Video Tutorial: http://youtu.be/2b32-KVzBXQ
In many cases you don't have to go and collect the data because you have data in a local NoSQL DB that requires analysis.This could be a URL audit-trail for your website where you want to study visitors and trends. One common NoSQL Database is MongoDB which is the subject of this tutorial.
NoSQL was designed to deal with the problems that came up when developers started dealing with large amount of data using the existing Relational Databases (also referred to as SQL Databases). The three main issues with SQL Databases were:
SQL Databases had fixed schema of tables which limited the ability to store new fields in your table. You have to change the table schema when ever you need a new field.
SQL Databases can store virtually billions of records in a single table but the problem was the overhead cost to your CPU and memory to be able to access this data efficiently.
SQL databases are not designed to insert large amount of records in short time specially to large tables.
MongoDB (from "humongous") is a cross-platform document-oriented database. Classified as a NoSQL database, MongoDB eschews the traditional table-based relational database structure in favor of JSON-like documents with dynamic schemas (MongoDB calls the format BSON), making the integration of data in certain types of applications easier and faster. Released under a combination of the GNU Affero General Public License and the Apache License, MongoDB is free and open-source software.
####from [Wikipedia](http://en.wikipedia.org/wiki/MongoDB)
Apache Cassandra is an open source distributed database management system designed to handle large amounts of data across many commodity servers, providing high availability with no single point of failure. Cassandra offers robust support for clusters spanning multiple datacenters,[1] with asynchronous masterless replication allowing low latency operations for all clients.
####from [Wikipedia](http://en.wikipedia.org/wiki/Apache_Cassandra)

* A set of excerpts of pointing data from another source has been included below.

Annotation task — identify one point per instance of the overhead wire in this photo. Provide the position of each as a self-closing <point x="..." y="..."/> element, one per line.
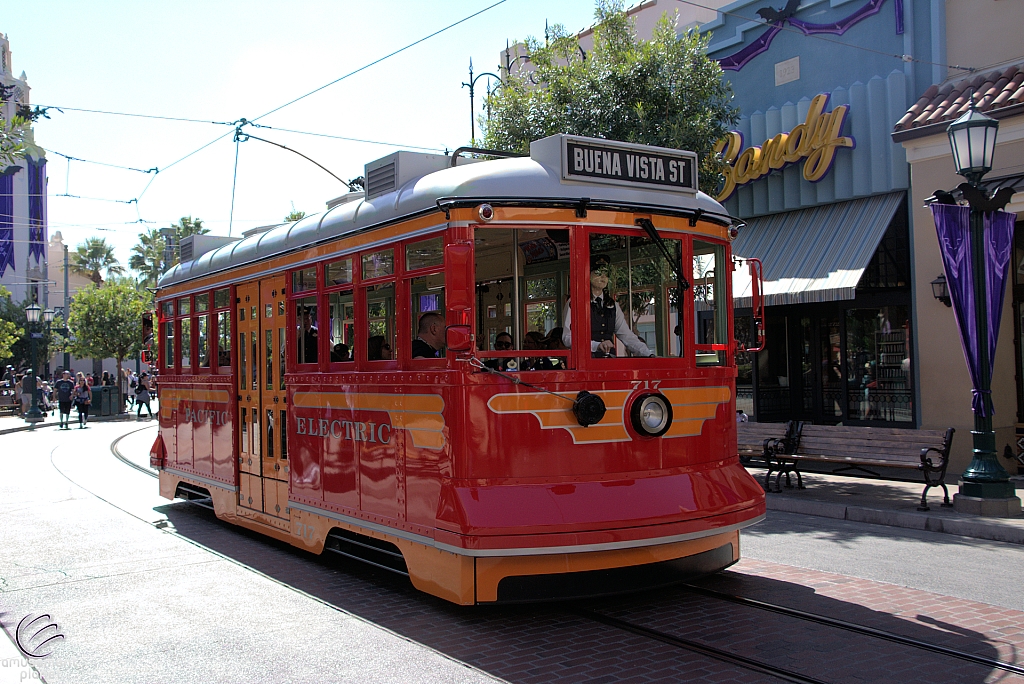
<point x="380" y="59"/>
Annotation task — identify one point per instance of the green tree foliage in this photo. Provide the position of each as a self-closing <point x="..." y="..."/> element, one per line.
<point x="10" y="332"/>
<point x="15" y="132"/>
<point x="107" y="323"/>
<point x="147" y="256"/>
<point x="665" y="91"/>
<point x="93" y="258"/>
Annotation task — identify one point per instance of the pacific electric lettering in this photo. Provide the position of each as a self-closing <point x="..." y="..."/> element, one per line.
<point x="203" y="416"/>
<point x="351" y="430"/>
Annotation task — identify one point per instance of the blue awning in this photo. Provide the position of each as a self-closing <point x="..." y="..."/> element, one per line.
<point x="813" y="255"/>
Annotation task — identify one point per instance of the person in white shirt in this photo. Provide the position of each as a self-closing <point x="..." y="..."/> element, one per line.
<point x="606" y="318"/>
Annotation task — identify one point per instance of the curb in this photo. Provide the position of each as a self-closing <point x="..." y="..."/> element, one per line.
<point x="977" y="528"/>
<point x="92" y="419"/>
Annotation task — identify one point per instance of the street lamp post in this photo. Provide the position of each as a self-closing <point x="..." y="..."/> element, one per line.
<point x="472" y="85"/>
<point x="972" y="139"/>
<point x="29" y="384"/>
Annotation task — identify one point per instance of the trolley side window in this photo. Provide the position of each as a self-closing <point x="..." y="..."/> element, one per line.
<point x="338" y="279"/>
<point x="710" y="307"/>
<point x="633" y="297"/>
<point x="522" y="285"/>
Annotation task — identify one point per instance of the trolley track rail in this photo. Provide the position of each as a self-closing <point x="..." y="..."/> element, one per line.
<point x="700" y="648"/>
<point x="856" y="629"/>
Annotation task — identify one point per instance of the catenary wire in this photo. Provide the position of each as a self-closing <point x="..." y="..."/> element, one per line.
<point x="380" y="59"/>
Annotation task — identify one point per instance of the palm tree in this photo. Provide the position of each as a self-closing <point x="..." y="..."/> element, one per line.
<point x="147" y="256"/>
<point x="93" y="257"/>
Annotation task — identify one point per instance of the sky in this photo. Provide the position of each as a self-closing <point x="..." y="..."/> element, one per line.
<point x="221" y="61"/>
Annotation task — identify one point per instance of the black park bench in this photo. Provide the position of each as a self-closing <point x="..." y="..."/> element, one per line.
<point x="785" y="445"/>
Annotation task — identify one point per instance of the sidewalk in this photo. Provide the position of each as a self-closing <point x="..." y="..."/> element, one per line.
<point x="889" y="503"/>
<point x="16" y="424"/>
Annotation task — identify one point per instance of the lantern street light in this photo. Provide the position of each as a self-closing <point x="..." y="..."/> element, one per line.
<point x="34" y="415"/>
<point x="972" y="140"/>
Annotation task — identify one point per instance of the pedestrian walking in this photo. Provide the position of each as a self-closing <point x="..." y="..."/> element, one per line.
<point x="83" y="397"/>
<point x="142" y="397"/>
<point x="65" y="389"/>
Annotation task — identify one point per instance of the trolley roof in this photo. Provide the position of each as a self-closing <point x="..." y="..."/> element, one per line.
<point x="545" y="176"/>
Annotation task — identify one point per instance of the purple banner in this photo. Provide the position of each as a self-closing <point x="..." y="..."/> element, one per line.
<point x="37" y="194"/>
<point x="952" y="224"/>
<point x="6" y="222"/>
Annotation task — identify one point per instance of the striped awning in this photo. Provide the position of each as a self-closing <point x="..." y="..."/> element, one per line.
<point x="813" y="255"/>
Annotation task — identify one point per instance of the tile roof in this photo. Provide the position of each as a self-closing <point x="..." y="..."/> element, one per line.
<point x="993" y="92"/>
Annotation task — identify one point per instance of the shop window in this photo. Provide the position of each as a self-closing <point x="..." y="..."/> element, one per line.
<point x="380" y="322"/>
<point x="185" y="343"/>
<point x="342" y="310"/>
<point x="878" y="365"/>
<point x="378" y="264"/>
<point x="222" y="298"/>
<point x="338" y="272"/>
<point x="304" y="280"/>
<point x="710" y="309"/>
<point x="306" y="330"/>
<point x="522" y="279"/>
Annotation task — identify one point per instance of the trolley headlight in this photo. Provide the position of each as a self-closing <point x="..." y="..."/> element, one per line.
<point x="651" y="415"/>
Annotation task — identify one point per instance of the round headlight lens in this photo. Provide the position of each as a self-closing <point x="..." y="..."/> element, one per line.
<point x="651" y="415"/>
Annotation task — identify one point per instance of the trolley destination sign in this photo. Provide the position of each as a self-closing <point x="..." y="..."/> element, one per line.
<point x="634" y="165"/>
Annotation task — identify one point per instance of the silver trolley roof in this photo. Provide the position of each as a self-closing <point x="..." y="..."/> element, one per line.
<point x="561" y="170"/>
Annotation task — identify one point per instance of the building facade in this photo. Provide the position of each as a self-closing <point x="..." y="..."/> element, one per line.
<point x="23" y="200"/>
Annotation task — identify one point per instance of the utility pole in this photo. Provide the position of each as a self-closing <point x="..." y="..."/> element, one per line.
<point x="67" y="312"/>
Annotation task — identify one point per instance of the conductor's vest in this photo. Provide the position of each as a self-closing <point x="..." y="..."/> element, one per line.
<point x="602" y="319"/>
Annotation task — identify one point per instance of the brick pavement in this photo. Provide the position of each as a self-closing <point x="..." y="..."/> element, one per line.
<point x="551" y="643"/>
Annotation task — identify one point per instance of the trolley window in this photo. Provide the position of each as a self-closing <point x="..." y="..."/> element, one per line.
<point x="307" y="330"/>
<point x="304" y="280"/>
<point x="710" y="311"/>
<point x="338" y="272"/>
<point x="380" y="322"/>
<point x="631" y="298"/>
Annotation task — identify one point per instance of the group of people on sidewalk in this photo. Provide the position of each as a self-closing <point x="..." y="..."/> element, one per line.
<point x="66" y="393"/>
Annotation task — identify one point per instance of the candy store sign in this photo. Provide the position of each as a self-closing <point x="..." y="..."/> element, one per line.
<point x="816" y="141"/>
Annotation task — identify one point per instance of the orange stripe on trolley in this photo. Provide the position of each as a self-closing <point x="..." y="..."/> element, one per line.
<point x="172" y="398"/>
<point x="419" y="415"/>
<point x="556" y="413"/>
<point x="691" y="407"/>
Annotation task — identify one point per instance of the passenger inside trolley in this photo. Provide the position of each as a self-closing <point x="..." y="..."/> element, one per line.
<point x="430" y="340"/>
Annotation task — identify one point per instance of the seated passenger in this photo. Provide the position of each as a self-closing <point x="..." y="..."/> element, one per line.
<point x="430" y="340"/>
<point x="606" y="318"/>
<point x="378" y="349"/>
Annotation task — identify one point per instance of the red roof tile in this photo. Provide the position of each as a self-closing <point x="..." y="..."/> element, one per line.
<point x="992" y="91"/>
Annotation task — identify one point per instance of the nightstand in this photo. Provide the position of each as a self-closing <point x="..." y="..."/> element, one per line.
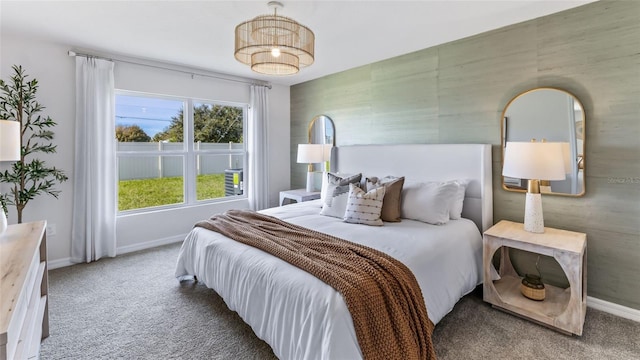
<point x="298" y="195"/>
<point x="562" y="309"/>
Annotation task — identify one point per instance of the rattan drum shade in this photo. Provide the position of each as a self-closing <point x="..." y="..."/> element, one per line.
<point x="274" y="45"/>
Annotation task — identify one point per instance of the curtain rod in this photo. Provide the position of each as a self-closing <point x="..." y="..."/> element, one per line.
<point x="192" y="73"/>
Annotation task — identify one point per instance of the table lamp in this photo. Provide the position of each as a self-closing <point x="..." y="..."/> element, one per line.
<point x="9" y="151"/>
<point x="533" y="161"/>
<point x="310" y="154"/>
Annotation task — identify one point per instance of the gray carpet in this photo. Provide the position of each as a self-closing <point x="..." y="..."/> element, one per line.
<point x="132" y="307"/>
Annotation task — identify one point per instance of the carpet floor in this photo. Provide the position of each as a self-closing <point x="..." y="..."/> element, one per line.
<point x="131" y="307"/>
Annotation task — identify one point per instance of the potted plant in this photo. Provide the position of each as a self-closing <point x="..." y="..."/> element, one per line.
<point x="29" y="176"/>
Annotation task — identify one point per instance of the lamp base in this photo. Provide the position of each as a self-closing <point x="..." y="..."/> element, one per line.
<point x="533" y="220"/>
<point x="310" y="185"/>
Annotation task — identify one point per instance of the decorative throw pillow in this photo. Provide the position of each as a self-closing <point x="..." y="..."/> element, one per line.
<point x="455" y="212"/>
<point x="330" y="181"/>
<point x="428" y="202"/>
<point x="391" y="204"/>
<point x="364" y="208"/>
<point x="335" y="203"/>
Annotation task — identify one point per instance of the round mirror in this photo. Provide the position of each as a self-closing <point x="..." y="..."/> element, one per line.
<point x="553" y="115"/>
<point x="322" y="131"/>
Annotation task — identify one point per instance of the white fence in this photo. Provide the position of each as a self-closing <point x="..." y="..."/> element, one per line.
<point x="146" y="166"/>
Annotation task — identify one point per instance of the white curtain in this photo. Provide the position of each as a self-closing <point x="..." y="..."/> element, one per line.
<point x="94" y="204"/>
<point x="258" y="148"/>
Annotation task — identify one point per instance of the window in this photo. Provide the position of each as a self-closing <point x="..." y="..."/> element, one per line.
<point x="158" y="167"/>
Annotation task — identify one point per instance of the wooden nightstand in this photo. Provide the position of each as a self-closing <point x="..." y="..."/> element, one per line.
<point x="298" y="195"/>
<point x="562" y="309"/>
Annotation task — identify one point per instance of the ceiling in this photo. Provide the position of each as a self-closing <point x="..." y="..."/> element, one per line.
<point x="200" y="34"/>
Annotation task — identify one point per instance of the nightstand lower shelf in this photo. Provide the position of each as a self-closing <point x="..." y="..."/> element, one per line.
<point x="562" y="309"/>
<point x="554" y="304"/>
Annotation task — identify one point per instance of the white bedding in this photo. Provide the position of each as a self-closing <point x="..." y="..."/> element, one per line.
<point x="299" y="315"/>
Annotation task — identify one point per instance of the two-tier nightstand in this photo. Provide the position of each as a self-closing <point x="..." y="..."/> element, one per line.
<point x="562" y="309"/>
<point x="298" y="195"/>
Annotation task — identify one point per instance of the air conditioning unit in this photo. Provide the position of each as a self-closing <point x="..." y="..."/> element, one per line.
<point x="233" y="184"/>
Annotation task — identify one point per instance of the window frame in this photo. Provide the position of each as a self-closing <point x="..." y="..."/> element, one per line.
<point x="188" y="153"/>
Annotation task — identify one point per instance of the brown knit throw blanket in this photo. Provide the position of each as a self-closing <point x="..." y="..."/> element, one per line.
<point x="383" y="296"/>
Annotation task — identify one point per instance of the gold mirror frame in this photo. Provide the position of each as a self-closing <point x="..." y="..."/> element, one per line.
<point x="322" y="130"/>
<point x="538" y="110"/>
<point x="327" y="133"/>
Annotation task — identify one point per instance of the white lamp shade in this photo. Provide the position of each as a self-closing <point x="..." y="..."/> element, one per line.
<point x="310" y="153"/>
<point x="9" y="140"/>
<point x="534" y="160"/>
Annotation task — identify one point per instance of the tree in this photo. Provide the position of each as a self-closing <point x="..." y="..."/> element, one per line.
<point x="29" y="177"/>
<point x="211" y="123"/>
<point x="131" y="133"/>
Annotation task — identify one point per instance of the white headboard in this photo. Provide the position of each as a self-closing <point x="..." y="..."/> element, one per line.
<point x="428" y="162"/>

HBase is an open source, non-relational, distributed database modeled after Google's BigTable and written in Java. It is developed as part of Apache Software Foundation's Apache Hadoop project and runs on top of HDFS (Hadoop Distributed Filesystem), providing BigTable-like capabilities for Hadoop. That is, it provides a fault-tolerant way of storing large quantities of sparse data (small amounts of information caught within a large collection of empty or unimportant data, such as finding the 50 largest items in a group of 2 billion records, or finding the non-zero items representing less than 0.1% of a huge collection).
####from [Wikipedia](http://en.wikipedia.org/wiki/Apache_HBase)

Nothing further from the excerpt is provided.